2. What struck me the most is the phantom of temptation that will always stalk each of us as long as evil exists. The movie brings that lesson out repeatedly, as I am sure many of you have already noticed. One haunting line is that of the temptation of Edmund by the ghost of the White Witch--she exists in his mind as long as evil exists. We all carry such temptations, but we need not be dominated by them. Therein lies the drama of human life--to rise above our constant temptations of various kinds and be pleasantly surprised by the fruit arising from our choice of the good.
3. Yes, we live in a highly confused Western society in which many have insanely trivialized the most intimate of physical encounters. Yes, we live in a highly confused society where many are blind to abortion as the killing of a human life and instead view the matter solely as one of "sacred" libertarian autonomy at the expense of the helpless and voiceless. Yes, we live in a highly confused society which believes that "anything goes" moral relativism poses no serious dangers.

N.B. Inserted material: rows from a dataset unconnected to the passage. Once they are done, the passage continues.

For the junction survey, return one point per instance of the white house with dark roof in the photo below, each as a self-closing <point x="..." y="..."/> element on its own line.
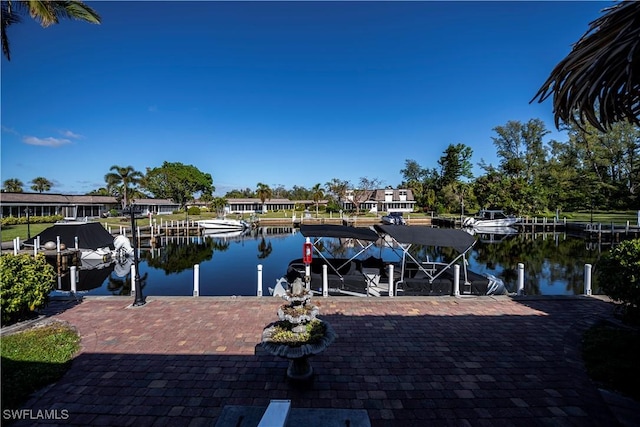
<point x="73" y="207"/>
<point x="383" y="200"/>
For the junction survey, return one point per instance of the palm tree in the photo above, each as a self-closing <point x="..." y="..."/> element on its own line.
<point x="317" y="193"/>
<point x="264" y="193"/>
<point x="123" y="177"/>
<point x="13" y="185"/>
<point x="45" y="12"/>
<point x="41" y="184"/>
<point x="598" y="81"/>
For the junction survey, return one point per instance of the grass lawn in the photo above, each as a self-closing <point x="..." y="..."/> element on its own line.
<point x="33" y="359"/>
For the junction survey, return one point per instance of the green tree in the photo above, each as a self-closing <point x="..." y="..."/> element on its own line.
<point x="317" y="194"/>
<point x="363" y="191"/>
<point x="13" y="185"/>
<point x="264" y="193"/>
<point x="299" y="192"/>
<point x="178" y="182"/>
<point x="413" y="176"/>
<point x="102" y="191"/>
<point x="121" y="179"/>
<point x="45" y="12"/>
<point x="597" y="82"/>
<point x="41" y="184"/>
<point x="523" y="161"/>
<point x="455" y="164"/>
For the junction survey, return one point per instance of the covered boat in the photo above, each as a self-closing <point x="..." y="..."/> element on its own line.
<point x="346" y="275"/>
<point x="91" y="238"/>
<point x="222" y="224"/>
<point x="428" y="277"/>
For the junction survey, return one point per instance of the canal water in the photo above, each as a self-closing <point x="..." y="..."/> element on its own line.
<point x="554" y="263"/>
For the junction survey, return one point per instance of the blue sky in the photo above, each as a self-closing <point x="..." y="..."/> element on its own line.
<point x="283" y="93"/>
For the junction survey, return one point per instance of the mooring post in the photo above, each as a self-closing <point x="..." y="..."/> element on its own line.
<point x="456" y="280"/>
<point x="133" y="280"/>
<point x="520" y="278"/>
<point x="587" y="279"/>
<point x="325" y="281"/>
<point x="72" y="278"/>
<point x="196" y="280"/>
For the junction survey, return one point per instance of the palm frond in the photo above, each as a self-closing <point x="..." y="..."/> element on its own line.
<point x="599" y="80"/>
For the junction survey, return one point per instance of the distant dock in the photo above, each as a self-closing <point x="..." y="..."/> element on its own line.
<point x="590" y="230"/>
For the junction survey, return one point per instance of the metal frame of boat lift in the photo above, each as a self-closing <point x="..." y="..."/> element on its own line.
<point x="319" y="232"/>
<point x="405" y="236"/>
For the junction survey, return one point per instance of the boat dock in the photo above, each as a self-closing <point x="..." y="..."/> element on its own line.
<point x="590" y="230"/>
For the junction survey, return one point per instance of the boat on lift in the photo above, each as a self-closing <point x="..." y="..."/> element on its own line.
<point x="491" y="218"/>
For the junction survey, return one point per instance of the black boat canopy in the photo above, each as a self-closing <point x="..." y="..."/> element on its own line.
<point x="427" y="236"/>
<point x="91" y="235"/>
<point x="339" y="231"/>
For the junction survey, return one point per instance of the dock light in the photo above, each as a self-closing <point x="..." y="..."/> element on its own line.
<point x="136" y="279"/>
<point x="307" y="254"/>
<point x="28" y="212"/>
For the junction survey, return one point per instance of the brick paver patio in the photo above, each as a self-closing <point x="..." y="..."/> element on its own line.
<point x="494" y="361"/>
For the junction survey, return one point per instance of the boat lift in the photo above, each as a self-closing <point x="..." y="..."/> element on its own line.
<point x="405" y="236"/>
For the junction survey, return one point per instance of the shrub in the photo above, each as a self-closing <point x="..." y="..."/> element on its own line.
<point x="26" y="284"/>
<point x="619" y="274"/>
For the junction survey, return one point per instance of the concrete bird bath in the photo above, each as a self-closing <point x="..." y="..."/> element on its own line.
<point x="298" y="334"/>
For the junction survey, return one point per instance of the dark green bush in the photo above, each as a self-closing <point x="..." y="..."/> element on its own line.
<point x="26" y="284"/>
<point x="618" y="273"/>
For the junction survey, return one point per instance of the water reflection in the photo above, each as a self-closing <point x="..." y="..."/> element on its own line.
<point x="554" y="262"/>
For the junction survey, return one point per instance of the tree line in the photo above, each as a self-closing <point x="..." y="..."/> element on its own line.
<point x="592" y="169"/>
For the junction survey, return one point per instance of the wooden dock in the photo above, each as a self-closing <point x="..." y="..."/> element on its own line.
<point x="591" y="231"/>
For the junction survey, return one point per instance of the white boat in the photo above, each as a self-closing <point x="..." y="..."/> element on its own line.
<point x="491" y="218"/>
<point x="223" y="224"/>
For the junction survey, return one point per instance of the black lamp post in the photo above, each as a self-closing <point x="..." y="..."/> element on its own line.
<point x="28" y="212"/>
<point x="135" y="280"/>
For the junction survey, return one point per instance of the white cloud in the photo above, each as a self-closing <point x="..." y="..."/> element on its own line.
<point x="45" y="142"/>
<point x="69" y="134"/>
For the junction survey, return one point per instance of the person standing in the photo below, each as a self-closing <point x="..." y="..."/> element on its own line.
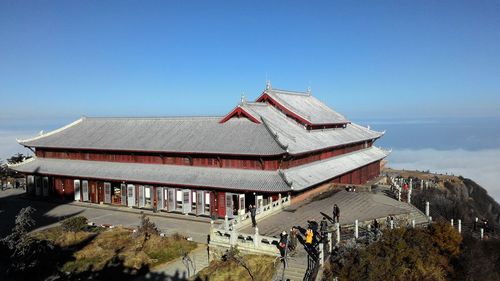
<point x="293" y="238"/>
<point x="323" y="229"/>
<point x="253" y="211"/>
<point x="309" y="236"/>
<point x="283" y="244"/>
<point x="336" y="213"/>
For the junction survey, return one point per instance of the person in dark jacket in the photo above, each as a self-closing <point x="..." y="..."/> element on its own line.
<point x="323" y="228"/>
<point x="253" y="212"/>
<point x="283" y="244"/>
<point x="336" y="213"/>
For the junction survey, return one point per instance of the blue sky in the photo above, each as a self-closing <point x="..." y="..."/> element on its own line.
<point x="367" y="59"/>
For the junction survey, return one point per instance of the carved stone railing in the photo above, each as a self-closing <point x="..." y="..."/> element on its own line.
<point x="243" y="220"/>
<point x="249" y="243"/>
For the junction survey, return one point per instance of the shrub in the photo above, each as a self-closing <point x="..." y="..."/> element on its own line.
<point x="74" y="224"/>
<point x="147" y="227"/>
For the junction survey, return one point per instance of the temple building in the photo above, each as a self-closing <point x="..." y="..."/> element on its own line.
<point x="284" y="143"/>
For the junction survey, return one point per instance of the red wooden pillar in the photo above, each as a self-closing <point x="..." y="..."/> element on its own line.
<point x="221" y="204"/>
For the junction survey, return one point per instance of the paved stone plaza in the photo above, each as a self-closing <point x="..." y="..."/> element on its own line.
<point x="49" y="214"/>
<point x="362" y="206"/>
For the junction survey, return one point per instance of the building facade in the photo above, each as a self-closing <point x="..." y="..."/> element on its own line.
<point x="284" y="143"/>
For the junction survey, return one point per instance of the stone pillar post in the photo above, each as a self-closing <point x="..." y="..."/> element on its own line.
<point x="256" y="238"/>
<point x="321" y="254"/>
<point x="337" y="227"/>
<point x="330" y="242"/>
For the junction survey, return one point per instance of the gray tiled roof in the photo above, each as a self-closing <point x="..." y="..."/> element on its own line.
<point x="206" y="135"/>
<point x="234" y="179"/>
<point x="317" y="172"/>
<point x="299" y="140"/>
<point x="307" y="106"/>
<point x="300" y="177"/>
<point x="187" y="134"/>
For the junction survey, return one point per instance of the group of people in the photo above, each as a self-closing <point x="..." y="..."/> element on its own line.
<point x="314" y="233"/>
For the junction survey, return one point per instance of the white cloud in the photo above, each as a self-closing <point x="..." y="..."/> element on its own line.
<point x="9" y="145"/>
<point x="482" y="166"/>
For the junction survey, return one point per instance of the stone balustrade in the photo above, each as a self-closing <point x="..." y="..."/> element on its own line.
<point x="243" y="220"/>
<point x="249" y="243"/>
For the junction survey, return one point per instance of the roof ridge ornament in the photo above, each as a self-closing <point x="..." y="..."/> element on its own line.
<point x="268" y="85"/>
<point x="243" y="99"/>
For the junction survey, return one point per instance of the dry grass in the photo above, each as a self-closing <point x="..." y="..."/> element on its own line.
<point x="117" y="245"/>
<point x="260" y="266"/>
<point x="61" y="238"/>
<point x="120" y="245"/>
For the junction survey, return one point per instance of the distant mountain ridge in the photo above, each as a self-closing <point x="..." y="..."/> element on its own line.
<point x="453" y="197"/>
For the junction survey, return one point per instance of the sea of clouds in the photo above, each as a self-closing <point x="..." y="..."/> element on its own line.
<point x="482" y="166"/>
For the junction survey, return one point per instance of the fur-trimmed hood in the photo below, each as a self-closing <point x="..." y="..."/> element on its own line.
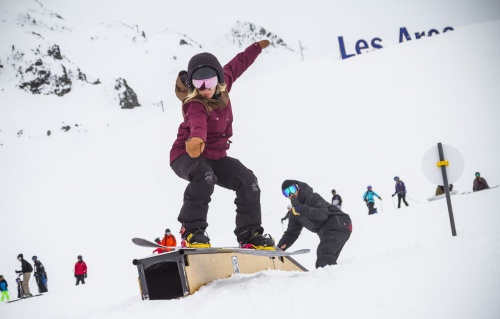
<point x="183" y="88"/>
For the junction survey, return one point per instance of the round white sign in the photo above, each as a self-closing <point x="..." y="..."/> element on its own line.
<point x="453" y="161"/>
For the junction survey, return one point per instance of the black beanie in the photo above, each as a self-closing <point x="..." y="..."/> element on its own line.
<point x="203" y="66"/>
<point x="287" y="184"/>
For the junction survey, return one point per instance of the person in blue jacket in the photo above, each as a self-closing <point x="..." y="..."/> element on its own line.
<point x="400" y="190"/>
<point x="370" y="201"/>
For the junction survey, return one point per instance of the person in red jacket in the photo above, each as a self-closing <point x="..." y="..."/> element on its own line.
<point x="168" y="240"/>
<point x="80" y="271"/>
<point x="199" y="156"/>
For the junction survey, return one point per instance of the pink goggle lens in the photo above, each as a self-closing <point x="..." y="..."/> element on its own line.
<point x="206" y="84"/>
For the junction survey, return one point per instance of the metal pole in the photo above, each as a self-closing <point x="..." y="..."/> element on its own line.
<point x="443" y="165"/>
<point x="301" y="50"/>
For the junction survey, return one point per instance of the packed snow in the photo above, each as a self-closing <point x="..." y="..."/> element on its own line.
<point x="332" y="123"/>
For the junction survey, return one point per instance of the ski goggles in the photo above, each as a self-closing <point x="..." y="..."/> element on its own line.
<point x="290" y="190"/>
<point x="206" y="84"/>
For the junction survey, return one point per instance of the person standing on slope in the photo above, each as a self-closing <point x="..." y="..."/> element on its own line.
<point x="80" y="271"/>
<point x="400" y="190"/>
<point x="199" y="154"/>
<point x="479" y="183"/>
<point x="40" y="275"/>
<point x="26" y="270"/>
<point x="311" y="211"/>
<point x="368" y="197"/>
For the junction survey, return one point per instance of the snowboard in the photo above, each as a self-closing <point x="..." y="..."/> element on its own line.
<point x="256" y="252"/>
<point x="24" y="298"/>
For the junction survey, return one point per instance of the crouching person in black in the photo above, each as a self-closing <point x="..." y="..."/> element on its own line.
<point x="311" y="211"/>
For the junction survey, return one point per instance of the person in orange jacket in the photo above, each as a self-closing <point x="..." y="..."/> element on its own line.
<point x="158" y="250"/>
<point x="168" y="240"/>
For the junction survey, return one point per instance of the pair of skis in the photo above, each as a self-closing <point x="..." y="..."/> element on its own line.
<point x="256" y="252"/>
<point x="24" y="298"/>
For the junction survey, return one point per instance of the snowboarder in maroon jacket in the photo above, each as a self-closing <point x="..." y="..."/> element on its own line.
<point x="198" y="155"/>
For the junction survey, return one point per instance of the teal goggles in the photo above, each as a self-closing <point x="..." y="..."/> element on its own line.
<point x="290" y="190"/>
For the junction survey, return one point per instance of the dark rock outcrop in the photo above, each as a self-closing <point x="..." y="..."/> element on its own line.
<point x="126" y="96"/>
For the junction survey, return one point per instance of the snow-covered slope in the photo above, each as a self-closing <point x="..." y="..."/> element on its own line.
<point x="332" y="123"/>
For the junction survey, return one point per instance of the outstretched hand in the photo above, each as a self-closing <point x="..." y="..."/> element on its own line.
<point x="263" y="43"/>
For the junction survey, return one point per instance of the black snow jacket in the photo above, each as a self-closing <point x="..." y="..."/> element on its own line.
<point x="313" y="213"/>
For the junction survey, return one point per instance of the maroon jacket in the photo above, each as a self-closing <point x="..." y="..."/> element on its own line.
<point x="215" y="128"/>
<point x="80" y="268"/>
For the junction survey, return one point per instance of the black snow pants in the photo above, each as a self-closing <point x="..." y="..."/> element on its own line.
<point x="230" y="173"/>
<point x="332" y="235"/>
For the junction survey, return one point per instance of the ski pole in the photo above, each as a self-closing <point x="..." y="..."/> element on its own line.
<point x="412" y="199"/>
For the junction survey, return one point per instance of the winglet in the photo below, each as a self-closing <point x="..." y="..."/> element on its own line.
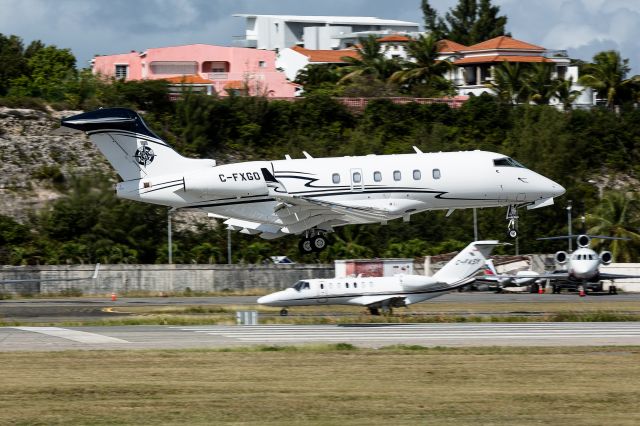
<point x="268" y="177"/>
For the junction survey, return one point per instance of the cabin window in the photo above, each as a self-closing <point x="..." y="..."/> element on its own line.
<point x="301" y="285"/>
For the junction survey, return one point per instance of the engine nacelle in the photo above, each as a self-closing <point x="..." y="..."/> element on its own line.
<point x="606" y="257"/>
<point x="415" y="282"/>
<point x="238" y="180"/>
<point x="561" y="257"/>
<point x="583" y="241"/>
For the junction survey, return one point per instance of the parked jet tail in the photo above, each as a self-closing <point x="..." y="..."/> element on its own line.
<point x="130" y="146"/>
<point x="466" y="263"/>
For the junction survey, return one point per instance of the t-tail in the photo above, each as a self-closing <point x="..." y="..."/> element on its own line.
<point x="133" y="150"/>
<point x="463" y="267"/>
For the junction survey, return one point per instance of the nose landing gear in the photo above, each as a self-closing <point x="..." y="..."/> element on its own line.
<point x="313" y="241"/>
<point x="512" y="218"/>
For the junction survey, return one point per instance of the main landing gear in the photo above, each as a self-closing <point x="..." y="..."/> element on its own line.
<point x="512" y="218"/>
<point x="313" y="241"/>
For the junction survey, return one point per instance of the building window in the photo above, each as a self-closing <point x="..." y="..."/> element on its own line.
<point x="122" y="71"/>
<point x="174" y="67"/>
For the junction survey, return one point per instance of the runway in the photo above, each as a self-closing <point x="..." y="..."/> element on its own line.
<point x="79" y="308"/>
<point x="362" y="335"/>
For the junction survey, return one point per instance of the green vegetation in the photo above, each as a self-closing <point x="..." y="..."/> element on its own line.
<point x="587" y="151"/>
<point x="323" y="385"/>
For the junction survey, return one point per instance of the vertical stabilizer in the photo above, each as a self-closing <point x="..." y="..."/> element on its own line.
<point x="466" y="263"/>
<point x="130" y="146"/>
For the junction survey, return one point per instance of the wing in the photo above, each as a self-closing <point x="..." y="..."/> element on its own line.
<point x="377" y="301"/>
<point x="605" y="276"/>
<point x="295" y="214"/>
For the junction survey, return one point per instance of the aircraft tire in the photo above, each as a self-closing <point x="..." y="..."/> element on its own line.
<point x="318" y="243"/>
<point x="305" y="246"/>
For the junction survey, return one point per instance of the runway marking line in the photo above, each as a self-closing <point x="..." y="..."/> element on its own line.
<point x="74" y="335"/>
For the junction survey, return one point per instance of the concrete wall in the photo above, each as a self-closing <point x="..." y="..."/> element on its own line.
<point x="158" y="278"/>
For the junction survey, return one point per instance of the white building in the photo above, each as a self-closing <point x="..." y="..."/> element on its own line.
<point x="276" y="32"/>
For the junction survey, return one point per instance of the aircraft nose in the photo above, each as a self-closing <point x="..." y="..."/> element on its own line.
<point x="265" y="300"/>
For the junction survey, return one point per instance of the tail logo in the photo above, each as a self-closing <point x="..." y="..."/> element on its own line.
<point x="144" y="155"/>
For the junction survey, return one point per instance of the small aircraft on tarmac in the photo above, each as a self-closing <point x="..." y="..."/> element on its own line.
<point x="582" y="267"/>
<point x="35" y="280"/>
<point x="502" y="281"/>
<point x="385" y="293"/>
<point x="309" y="196"/>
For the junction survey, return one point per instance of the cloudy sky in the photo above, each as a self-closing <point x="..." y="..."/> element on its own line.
<point x="90" y="27"/>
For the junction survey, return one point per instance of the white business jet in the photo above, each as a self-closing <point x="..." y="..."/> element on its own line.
<point x="385" y="292"/>
<point x="309" y="196"/>
<point x="582" y="267"/>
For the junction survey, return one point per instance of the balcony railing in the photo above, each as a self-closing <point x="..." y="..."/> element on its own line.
<point x="218" y="76"/>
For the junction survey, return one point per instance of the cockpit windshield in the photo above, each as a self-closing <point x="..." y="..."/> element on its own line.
<point x="300" y="285"/>
<point x="507" y="162"/>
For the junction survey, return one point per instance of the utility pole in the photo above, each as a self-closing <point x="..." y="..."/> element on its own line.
<point x="169" y="239"/>
<point x="569" y="223"/>
<point x="229" y="246"/>
<point x="475" y="225"/>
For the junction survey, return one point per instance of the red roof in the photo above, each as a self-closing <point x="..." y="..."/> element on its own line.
<point x="188" y="79"/>
<point x="448" y="46"/>
<point x="504" y="42"/>
<point x="500" y="58"/>
<point x="326" y="56"/>
<point x="393" y="38"/>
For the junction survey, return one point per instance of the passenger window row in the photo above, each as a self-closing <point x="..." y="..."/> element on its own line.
<point x="356" y="177"/>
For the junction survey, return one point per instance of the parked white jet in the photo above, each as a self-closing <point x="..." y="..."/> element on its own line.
<point x="385" y="292"/>
<point x="93" y="276"/>
<point x="520" y="278"/>
<point x="582" y="267"/>
<point x="309" y="196"/>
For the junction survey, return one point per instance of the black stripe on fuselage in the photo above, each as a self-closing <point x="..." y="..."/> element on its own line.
<point x="130" y="134"/>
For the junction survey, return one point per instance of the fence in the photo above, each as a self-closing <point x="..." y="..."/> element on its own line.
<point x="156" y="278"/>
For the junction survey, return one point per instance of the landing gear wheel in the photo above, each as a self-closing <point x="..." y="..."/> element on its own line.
<point x="318" y="243"/>
<point x="305" y="246"/>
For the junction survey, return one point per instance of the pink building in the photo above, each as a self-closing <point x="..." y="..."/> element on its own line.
<point x="202" y="67"/>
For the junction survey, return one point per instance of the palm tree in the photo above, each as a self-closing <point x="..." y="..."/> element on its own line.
<point x="607" y="75"/>
<point x="370" y="62"/>
<point x="618" y="215"/>
<point x="425" y="69"/>
<point x="508" y="82"/>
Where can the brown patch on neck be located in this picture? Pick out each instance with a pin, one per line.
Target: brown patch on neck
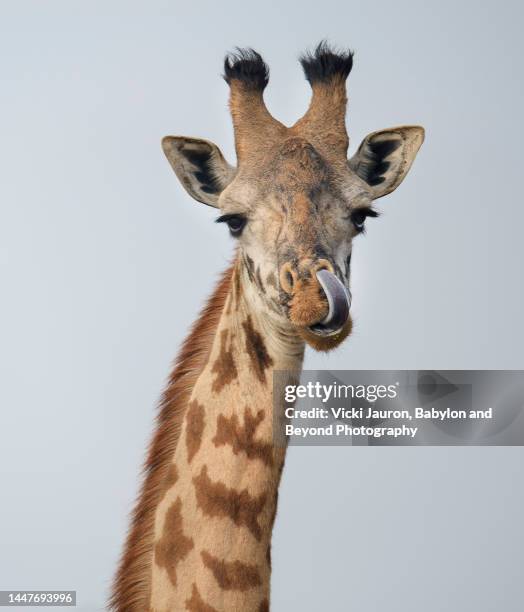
(171, 477)
(264, 606)
(194, 428)
(242, 438)
(232, 575)
(215, 499)
(132, 584)
(256, 349)
(173, 546)
(197, 604)
(224, 366)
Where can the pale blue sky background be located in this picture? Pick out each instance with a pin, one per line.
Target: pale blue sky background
(106, 261)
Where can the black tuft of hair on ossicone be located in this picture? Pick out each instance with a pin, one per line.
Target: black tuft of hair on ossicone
(247, 66)
(324, 63)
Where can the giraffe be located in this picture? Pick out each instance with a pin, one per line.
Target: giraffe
(200, 537)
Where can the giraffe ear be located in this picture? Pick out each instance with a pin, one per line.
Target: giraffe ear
(200, 167)
(384, 158)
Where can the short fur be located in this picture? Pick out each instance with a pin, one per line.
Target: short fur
(130, 589)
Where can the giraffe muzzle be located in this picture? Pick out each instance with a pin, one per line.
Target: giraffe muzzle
(339, 302)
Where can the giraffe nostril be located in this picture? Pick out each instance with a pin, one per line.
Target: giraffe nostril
(322, 264)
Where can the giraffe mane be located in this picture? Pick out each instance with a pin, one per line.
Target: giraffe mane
(131, 587)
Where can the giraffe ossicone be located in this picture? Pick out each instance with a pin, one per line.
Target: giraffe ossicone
(200, 537)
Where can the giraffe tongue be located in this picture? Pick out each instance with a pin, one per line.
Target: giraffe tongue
(339, 301)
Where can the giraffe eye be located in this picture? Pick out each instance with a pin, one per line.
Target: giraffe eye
(235, 222)
(359, 216)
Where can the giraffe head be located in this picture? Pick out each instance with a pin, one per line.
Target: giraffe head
(295, 202)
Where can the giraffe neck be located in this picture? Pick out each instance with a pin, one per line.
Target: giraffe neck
(212, 526)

But the human yearning for good to triumph over evil persists, for kindness to trump the frenzied will to power, exploitation, domination, and possessiveness in all its forms, whether political, ethnic, economic, or sexual. Lewis' story in both its book and film versions reenacts the reality of that yearning for sanity. The seed is there for the sanity to spread. And readers of the Gospel know that even very small seeds can surprise us.